Comment 3 Jonathan Earl Brassow 2007-04-09 17:59:19 UTC
Here is the code causing the machine to panic:

			if (lr->u.lr_region != lc->recovering_region) {
				DMERR("Recovering region mismatch: (%Lu/%Lu)",
				      lr->u.lr_region, lc->recovering_region);

The question is, how do we have a record state saying that there is a region in
recovery _and_ lc->recovering_region saying that there is not a region in recovery.

Comment 4 Jonathan Earl Brassow 2007-04-10 07:14:00 UTC
Several fixes have gone in to fix the handling of this bug:
1) During server relocation (which can happen due to machine failure
or normal mirror suspension), the server value could get set before
the client had a chance to clean-up.  This caused the server to
become confused and issue a BUG().

2) perform a flush of the log before suspending.  This ensures
that regions which are in-sync get correctly flushed to the disk
log.  Without this, there will always be recovery work to be done
when a mirror starts up - even if it was properly in-sync during

3) clean-up memory used to record region users when a mirror is
shutdown.  It was possible for some regions to be left over
(causing a memory leak) during certain fault scenarios.

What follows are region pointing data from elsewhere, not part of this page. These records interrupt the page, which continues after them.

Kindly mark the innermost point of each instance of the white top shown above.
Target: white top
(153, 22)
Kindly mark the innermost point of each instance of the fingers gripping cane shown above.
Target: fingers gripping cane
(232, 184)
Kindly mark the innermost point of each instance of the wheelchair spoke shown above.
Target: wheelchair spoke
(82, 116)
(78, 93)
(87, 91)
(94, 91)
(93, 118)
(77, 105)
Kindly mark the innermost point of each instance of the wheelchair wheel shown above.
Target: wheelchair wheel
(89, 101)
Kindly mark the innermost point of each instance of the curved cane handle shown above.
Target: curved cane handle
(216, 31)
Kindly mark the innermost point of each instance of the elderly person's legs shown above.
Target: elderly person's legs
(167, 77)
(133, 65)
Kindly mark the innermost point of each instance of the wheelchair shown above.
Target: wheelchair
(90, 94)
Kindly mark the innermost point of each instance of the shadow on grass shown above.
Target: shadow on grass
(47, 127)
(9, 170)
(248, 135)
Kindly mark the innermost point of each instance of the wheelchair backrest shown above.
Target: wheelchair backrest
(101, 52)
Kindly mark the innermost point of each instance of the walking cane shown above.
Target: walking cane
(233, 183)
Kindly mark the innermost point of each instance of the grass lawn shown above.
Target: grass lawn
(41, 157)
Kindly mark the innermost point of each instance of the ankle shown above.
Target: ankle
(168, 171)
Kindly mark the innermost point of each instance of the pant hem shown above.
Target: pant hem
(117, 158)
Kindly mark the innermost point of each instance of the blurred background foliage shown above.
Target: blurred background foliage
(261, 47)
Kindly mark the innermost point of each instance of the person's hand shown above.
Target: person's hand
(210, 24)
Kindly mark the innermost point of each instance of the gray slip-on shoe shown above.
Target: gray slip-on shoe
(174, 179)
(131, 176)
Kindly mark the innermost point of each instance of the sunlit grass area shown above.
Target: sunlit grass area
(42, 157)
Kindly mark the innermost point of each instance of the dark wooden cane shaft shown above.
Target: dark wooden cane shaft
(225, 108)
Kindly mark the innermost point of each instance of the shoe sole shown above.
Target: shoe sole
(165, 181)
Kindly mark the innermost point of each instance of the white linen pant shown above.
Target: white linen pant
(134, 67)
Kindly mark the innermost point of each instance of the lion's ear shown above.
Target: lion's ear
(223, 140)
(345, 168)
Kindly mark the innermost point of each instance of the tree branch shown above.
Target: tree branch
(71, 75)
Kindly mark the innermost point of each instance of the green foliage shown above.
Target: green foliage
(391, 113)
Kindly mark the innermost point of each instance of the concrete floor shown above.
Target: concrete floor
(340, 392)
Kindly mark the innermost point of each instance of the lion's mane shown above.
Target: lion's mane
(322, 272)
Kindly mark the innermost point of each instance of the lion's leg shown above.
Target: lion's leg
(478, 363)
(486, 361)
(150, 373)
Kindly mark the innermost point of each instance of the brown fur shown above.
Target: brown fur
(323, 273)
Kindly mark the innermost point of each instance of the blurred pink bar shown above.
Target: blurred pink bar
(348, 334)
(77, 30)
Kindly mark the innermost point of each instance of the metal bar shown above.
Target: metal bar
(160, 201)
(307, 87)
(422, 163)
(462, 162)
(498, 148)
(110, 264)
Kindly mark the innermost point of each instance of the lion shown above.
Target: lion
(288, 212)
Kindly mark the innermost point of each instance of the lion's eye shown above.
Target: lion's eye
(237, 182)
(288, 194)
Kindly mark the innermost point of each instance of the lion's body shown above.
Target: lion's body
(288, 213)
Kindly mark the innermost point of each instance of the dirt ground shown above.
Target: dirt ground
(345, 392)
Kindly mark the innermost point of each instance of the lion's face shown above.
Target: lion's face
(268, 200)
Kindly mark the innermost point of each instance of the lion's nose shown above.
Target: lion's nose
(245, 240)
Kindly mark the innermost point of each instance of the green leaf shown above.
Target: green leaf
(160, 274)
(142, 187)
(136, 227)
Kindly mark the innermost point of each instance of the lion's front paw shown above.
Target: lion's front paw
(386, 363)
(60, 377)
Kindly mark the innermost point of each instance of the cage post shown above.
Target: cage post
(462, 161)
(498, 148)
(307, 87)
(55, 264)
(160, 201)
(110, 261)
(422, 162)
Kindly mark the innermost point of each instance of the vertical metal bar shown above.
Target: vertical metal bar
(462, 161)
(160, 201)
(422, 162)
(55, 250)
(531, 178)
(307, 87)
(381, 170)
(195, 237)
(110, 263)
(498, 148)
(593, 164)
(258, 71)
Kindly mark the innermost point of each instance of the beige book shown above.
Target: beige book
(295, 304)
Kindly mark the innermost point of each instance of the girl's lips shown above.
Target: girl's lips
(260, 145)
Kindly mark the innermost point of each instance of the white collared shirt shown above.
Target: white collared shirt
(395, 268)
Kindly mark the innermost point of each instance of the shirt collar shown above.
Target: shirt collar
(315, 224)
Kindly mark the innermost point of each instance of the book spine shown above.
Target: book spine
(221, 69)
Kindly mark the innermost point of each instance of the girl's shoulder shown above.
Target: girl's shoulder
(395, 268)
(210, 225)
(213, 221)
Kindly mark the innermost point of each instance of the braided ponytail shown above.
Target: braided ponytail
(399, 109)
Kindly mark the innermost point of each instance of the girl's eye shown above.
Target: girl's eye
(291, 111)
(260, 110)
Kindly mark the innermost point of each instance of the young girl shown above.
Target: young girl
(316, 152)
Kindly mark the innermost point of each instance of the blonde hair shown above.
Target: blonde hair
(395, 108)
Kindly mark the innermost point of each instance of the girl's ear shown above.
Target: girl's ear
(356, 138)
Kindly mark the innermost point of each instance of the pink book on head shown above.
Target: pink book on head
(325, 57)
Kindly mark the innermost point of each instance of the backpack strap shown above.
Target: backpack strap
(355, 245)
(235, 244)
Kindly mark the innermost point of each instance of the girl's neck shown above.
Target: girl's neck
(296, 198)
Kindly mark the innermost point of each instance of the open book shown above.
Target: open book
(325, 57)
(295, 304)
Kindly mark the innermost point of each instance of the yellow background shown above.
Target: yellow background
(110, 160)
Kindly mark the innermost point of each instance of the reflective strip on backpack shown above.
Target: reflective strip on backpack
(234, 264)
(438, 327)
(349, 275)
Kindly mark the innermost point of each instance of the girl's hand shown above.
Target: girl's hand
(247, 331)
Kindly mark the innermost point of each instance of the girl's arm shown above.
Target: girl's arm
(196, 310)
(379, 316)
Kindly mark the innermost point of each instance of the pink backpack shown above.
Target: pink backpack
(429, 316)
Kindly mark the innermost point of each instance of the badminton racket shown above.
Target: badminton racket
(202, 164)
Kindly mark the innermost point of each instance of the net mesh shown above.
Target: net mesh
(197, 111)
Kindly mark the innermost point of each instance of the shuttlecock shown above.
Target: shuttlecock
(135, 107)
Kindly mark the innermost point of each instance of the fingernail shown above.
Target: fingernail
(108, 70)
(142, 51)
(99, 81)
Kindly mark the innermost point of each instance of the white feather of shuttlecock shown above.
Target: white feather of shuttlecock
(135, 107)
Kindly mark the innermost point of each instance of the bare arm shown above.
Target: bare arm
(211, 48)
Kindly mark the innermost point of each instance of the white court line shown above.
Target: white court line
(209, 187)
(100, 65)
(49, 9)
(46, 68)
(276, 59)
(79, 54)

4) properly initialize the state field (ru_rw) in the region
user structure when a mark occurs.  Without the initialization,
it was sometimes possible for the region to be misinterpretted
as recovering instead of marked.

5) resolve and unhandled case in server_complete_resync_work

6) reset a variable in cluster_complete_resync_work.  Failure
to do so was causing a retry to include the wrong value for
the completion of the resync work - confusing the server.

assigned -> post

Comment 5 Rob Kenna 2007-04-10 10:55:44 UTC
Important repair for cluster mirror release in 4.5.  pm-ack

Comment 6 Corey Marthaler 2007-04-10 18:20:07 UTC
This BUG can still be tripped when attempting the 'non synced secondary leg
failure' scenario. Marking back to ASSIGNED, with the QA Whiteboard tag.

Comment 7 Jonathan Earl Brassow 2007-04-10 18:23:26 UTC
Here are the comments I put into the code validating the scenario encountered
and obviating the need for the BUG();

<               BUG();
>               /*
>                * This is a valid case, when the following happens:
>                * 1) a region is recovering and has waiting writes
>                * 2) recovery fails and calls complete_resync_work (w/ failure)
>                * 2.1) RU is removed from our list
>                * 3) waiting writes are released
>                * 3.1) writes do not mark, because b/c region state != RH_CLEAN
>                * 4) write fails and calls complete_resync_work (w/ failure)
>                * 5) boom, we are here.
>                *
>                * Not a bug to be here
>                */

assigned -> post

Comment 8 Jonathan Earl Brassow 2007-08-22 17:37:25 UTC
post -> modified.

Comment 9 Corey Marthaler 2007-08-24 18:42:06 UTC
Fix verified with the latest code.

Comment 10 Chris Feist 2008-08-05 21:41:53 UTC
Fixed in current release (4.7).